Conservatives unhappy with our Republican presidential candidates seem to be drifting aimlessly toward Fred Thompson and Mike Huckabee in the misguided belief that these candidates are more conservative than Rudy Giuliani and Mitt Romney. This is like breaking up with Bobby Brown so you can date Phil Spector.
On illegal immigration, Huckabee makes George Bush sound like Tom Tancredo. He has compared illegal aliens to slaves brought here in chains from Africa, saying, "I think frankly the Lord is giving us a second chance to do better than we did before."

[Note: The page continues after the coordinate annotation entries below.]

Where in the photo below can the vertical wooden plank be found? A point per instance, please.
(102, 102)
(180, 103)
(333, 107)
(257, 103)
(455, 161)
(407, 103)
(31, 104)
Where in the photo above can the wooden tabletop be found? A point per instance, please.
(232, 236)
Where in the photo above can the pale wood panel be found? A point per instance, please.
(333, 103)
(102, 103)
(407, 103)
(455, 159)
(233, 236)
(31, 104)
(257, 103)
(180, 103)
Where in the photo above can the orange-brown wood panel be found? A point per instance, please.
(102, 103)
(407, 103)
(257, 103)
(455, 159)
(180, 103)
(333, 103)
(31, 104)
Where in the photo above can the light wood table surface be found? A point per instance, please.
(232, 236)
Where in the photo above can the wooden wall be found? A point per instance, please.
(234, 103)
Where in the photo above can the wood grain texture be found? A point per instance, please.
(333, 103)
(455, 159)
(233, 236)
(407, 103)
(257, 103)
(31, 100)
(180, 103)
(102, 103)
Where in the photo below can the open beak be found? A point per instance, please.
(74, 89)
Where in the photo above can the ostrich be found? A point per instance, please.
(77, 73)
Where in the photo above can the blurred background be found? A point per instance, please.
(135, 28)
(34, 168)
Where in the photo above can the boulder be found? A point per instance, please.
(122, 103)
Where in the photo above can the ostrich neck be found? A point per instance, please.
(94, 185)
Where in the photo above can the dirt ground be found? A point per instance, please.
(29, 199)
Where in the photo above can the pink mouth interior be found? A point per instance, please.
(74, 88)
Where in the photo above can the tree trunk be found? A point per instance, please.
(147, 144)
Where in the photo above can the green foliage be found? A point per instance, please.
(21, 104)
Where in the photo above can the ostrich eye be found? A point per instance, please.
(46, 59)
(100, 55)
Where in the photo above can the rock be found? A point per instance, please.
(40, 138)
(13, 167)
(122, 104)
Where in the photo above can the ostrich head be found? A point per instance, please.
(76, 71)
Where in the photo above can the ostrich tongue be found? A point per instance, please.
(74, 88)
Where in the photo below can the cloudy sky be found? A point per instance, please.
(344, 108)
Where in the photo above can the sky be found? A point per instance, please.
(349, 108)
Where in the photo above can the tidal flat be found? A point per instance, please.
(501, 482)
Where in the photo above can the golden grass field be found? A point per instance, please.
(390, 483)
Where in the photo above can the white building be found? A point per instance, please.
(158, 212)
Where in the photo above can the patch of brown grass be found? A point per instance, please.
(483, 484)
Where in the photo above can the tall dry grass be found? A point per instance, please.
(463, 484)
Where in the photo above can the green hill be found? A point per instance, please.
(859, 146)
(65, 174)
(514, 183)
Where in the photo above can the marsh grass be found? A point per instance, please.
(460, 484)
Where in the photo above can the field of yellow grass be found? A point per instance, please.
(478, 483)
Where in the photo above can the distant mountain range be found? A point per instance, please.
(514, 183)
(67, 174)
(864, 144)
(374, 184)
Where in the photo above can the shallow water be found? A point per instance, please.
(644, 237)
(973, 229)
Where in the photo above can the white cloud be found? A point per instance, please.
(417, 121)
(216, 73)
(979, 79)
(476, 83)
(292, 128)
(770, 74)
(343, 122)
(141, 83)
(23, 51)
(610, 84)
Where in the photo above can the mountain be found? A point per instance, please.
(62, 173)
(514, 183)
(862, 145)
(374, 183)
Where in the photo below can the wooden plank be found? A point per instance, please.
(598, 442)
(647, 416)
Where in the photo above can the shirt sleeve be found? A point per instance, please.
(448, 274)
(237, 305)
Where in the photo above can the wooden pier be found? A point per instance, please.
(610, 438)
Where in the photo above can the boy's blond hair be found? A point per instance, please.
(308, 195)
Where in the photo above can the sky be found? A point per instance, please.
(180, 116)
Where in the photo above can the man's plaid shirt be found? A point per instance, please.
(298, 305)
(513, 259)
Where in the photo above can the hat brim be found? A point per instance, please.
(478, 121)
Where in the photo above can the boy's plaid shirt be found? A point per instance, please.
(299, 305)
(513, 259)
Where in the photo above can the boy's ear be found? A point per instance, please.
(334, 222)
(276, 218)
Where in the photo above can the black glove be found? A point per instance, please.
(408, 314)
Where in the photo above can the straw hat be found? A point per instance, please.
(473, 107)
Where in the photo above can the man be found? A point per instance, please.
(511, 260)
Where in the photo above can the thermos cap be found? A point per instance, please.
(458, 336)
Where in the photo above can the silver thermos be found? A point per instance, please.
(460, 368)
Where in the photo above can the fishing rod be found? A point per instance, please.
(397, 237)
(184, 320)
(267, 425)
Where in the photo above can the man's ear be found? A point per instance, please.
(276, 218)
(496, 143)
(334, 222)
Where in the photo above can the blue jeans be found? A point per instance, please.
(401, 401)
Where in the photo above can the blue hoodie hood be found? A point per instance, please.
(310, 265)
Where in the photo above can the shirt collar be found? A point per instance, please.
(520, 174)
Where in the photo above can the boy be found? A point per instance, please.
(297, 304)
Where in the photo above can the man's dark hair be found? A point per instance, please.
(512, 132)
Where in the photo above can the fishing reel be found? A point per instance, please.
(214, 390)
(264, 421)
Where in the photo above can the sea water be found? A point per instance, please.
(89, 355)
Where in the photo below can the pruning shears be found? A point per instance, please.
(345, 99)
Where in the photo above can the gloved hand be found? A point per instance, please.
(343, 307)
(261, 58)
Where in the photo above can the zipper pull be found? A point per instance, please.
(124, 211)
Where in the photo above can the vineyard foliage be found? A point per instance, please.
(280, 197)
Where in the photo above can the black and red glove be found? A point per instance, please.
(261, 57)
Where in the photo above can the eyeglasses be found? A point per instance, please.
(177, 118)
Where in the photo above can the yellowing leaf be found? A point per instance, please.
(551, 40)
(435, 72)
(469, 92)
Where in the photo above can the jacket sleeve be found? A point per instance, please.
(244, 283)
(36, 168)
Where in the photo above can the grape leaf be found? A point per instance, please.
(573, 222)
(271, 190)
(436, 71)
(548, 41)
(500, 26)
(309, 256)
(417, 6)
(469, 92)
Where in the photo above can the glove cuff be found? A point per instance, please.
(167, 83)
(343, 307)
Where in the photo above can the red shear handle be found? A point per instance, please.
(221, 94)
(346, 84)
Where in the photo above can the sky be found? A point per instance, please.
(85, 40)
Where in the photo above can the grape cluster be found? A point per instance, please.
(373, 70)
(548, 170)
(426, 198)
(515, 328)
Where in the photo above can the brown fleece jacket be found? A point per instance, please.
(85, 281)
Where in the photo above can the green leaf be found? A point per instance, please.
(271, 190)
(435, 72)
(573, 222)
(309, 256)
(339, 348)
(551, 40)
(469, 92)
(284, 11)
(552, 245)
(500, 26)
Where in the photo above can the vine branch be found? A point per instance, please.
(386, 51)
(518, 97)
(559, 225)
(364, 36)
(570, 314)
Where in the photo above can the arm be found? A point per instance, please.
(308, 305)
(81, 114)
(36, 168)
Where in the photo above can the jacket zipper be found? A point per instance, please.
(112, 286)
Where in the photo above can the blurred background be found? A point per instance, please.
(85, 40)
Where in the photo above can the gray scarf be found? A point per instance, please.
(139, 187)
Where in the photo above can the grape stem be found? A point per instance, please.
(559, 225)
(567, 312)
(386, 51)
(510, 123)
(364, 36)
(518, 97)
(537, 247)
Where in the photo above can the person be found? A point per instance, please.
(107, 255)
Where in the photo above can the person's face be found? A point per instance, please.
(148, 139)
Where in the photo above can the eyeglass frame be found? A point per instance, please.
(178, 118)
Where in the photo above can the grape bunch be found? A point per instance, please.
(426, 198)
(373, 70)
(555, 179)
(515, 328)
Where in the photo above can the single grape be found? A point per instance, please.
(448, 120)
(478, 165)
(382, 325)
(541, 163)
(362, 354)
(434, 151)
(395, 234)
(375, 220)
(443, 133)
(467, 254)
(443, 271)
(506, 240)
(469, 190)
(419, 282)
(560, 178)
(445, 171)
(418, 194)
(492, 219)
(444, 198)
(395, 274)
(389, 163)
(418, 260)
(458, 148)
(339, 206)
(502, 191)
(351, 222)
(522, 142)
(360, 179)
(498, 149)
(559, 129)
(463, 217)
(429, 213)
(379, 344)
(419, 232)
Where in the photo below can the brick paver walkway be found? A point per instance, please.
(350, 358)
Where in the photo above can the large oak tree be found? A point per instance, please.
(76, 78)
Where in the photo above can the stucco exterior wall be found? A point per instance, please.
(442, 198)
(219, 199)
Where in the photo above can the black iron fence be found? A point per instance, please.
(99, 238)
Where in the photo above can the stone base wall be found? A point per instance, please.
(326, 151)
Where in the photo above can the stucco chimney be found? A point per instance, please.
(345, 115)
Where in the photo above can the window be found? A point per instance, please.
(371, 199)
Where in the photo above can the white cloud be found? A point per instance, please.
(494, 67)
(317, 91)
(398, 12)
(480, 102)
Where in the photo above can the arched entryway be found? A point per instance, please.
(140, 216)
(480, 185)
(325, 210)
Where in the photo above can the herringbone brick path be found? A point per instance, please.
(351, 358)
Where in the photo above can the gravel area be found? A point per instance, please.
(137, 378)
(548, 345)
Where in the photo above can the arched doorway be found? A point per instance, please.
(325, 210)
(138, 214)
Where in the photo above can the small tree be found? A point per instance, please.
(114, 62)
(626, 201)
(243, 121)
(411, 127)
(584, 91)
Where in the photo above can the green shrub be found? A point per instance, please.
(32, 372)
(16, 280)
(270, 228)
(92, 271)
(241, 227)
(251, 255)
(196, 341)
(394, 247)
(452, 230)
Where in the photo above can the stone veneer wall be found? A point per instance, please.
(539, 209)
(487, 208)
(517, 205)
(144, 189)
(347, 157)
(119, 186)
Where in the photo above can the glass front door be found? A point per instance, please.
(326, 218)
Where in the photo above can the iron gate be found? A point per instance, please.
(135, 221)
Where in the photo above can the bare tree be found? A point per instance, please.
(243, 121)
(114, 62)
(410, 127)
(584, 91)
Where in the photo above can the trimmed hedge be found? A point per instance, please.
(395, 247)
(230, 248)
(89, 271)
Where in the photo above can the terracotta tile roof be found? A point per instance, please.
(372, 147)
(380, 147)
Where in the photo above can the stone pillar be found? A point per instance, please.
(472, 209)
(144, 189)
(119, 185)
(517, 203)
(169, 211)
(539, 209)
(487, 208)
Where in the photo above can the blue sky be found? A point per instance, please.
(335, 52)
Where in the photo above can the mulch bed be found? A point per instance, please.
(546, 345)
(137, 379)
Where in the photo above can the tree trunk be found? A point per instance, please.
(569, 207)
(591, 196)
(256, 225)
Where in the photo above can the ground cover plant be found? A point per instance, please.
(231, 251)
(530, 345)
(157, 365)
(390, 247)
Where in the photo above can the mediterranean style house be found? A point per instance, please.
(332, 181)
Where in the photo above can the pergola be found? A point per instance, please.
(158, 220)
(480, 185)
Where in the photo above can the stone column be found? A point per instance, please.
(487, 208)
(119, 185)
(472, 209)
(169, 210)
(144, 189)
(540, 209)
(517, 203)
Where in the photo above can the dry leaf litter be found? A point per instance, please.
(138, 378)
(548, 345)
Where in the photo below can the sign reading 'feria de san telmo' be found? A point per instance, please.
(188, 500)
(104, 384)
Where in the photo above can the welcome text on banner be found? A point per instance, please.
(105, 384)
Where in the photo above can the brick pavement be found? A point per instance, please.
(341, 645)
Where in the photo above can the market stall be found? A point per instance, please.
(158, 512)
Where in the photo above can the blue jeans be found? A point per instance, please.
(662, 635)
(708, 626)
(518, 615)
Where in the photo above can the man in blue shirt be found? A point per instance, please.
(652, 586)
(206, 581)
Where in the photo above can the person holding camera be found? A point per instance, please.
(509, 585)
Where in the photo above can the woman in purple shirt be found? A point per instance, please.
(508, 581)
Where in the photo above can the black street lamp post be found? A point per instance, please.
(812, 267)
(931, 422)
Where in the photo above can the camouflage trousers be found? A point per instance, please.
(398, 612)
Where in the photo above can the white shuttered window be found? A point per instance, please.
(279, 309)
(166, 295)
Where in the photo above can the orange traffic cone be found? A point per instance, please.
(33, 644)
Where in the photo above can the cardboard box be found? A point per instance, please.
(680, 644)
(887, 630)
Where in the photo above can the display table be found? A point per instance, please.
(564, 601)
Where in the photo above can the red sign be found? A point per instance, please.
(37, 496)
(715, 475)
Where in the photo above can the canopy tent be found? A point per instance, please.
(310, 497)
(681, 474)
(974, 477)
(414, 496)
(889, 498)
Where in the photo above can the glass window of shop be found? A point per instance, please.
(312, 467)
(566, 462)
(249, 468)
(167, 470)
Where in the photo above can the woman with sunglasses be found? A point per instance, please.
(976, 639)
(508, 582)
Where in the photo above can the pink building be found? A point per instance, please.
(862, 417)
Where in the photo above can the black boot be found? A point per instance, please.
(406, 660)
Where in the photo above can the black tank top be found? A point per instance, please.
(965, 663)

Toward that end, when an Arkansas legislator introduced a bill that would prevent illegal aliens from voting and receiving state benefits, Huckabee denounced the bill, saying it would rile up "those who are racist and bigots."
He also made the insane point that companies like Toyota would not invest in Arkansas if the state didn't allow non-citizens to vote because it would "send the message that, essentially, 'If you don't look like us, talk like us and speak like us, we don't want you.'"
Like all the (other) Democratic candidates for president, he supports a federal law to ban smoking -- unless you're an illegal alien smoking at a Toyota plant. (I just realized why Mike Huckabee can't run for president as a Democrat -- they've already got Mike Gravel.)
Huckabee also joined with impeached president Bill Clinton in a campaign against childhood obesity. What, O.J. wasn't available?
Bill and Mike's excellent adventure lasted about one week in May 2005 -- or just long enough to burnish the image of the president who committed perjury and obstruction of justice in a civil rights suit against him, molested the help and was credibly accused of rape by Juanita Broaddrick.
Huckabee teamed up with that guy to talk to children about healthy eating habits. Ironically, the obesity campaign kicked off almost exactly nine years from the very Palm Sunday on which President Clinton used a cigar as a sexual aid on Monica Lewinsky in the Oval Office.What is with Republicans? Clinton isn't your average ex-president, like Jerry Ford. This isn't even Jimmy Carter or Walter Mondale.
Decent people shun Clinton, but elected Republicans keep trying to rehabilitate him. President Bush sends his own father on a feel-good "tsunami-relief campaign" with this guy, and Huckabee visits schoolchildren with him.
In 1999, Sen. Fred Thompson joined legal giants like Sens. Jim Jeffords, Olympia Snowe and Susan Collins to vote against removing Bill Clinton from office for perjury.
When the framers chose the phrase "high crimes and misdemeanors" for the Constitution, they were using a term taken from British parliamentary impeachments. There's a 600-year history of what this phrase means -- and Clinton met it about a dozen times before he gave a single statement under oath or suborned a single witness's testimony.
It has been used in this country and in Britain to remove one government official for making "uncivil addresses to a women," another for "notorious excesses and debaucheries" and another for "frequenting bawdy houses and consorting with harlots." Or, as Bill Clinton used to call it, "a three-day weekend."
The House didn't even impeach Clinton for his legion of "notorious excesses and debaucheries." He was impeached for excesses that also happen to be felonies. For a nation of laws, there are no more serious offenses than perjury and obstruction of justice.
Rep. James Rogan lost his congressional seat because he stuck by his principles as a manager of Clinton's impeachment. Lifelong Democrat David Schippers abandoned his party's lockstep defense of Clinton to pursue Clinton's impeachment as the House Judiciary Committee's chief counsel. Rep. Henry Hyde saw an affair he had in 1965 become front-page news because he wouldn't waver from doing his job under the Constitution.
But, as The New York Times recently said, Thompson "agonized over what he saw as two 'bad choices.'"
What bad choices? Punishing a multiple felon or not punishing him? This wasn't exactly a job for King Solomon, pal.
So Thompson could either: (1) Follow the Constitution and make his constituents happy or, (2) disregard the Constitution and make his Hollywood friends happy.
Only a handful of Republicans voted against all law and reason to keep Clinton in office, and only one of them was from Tennessee.
This isn't the time to be toying with any Republican who had a Clinton in his sights and ended up shooting himself in the foot.
If you're bored with our top candidates, go see a slasher movie. Don't take it out on a presidential election.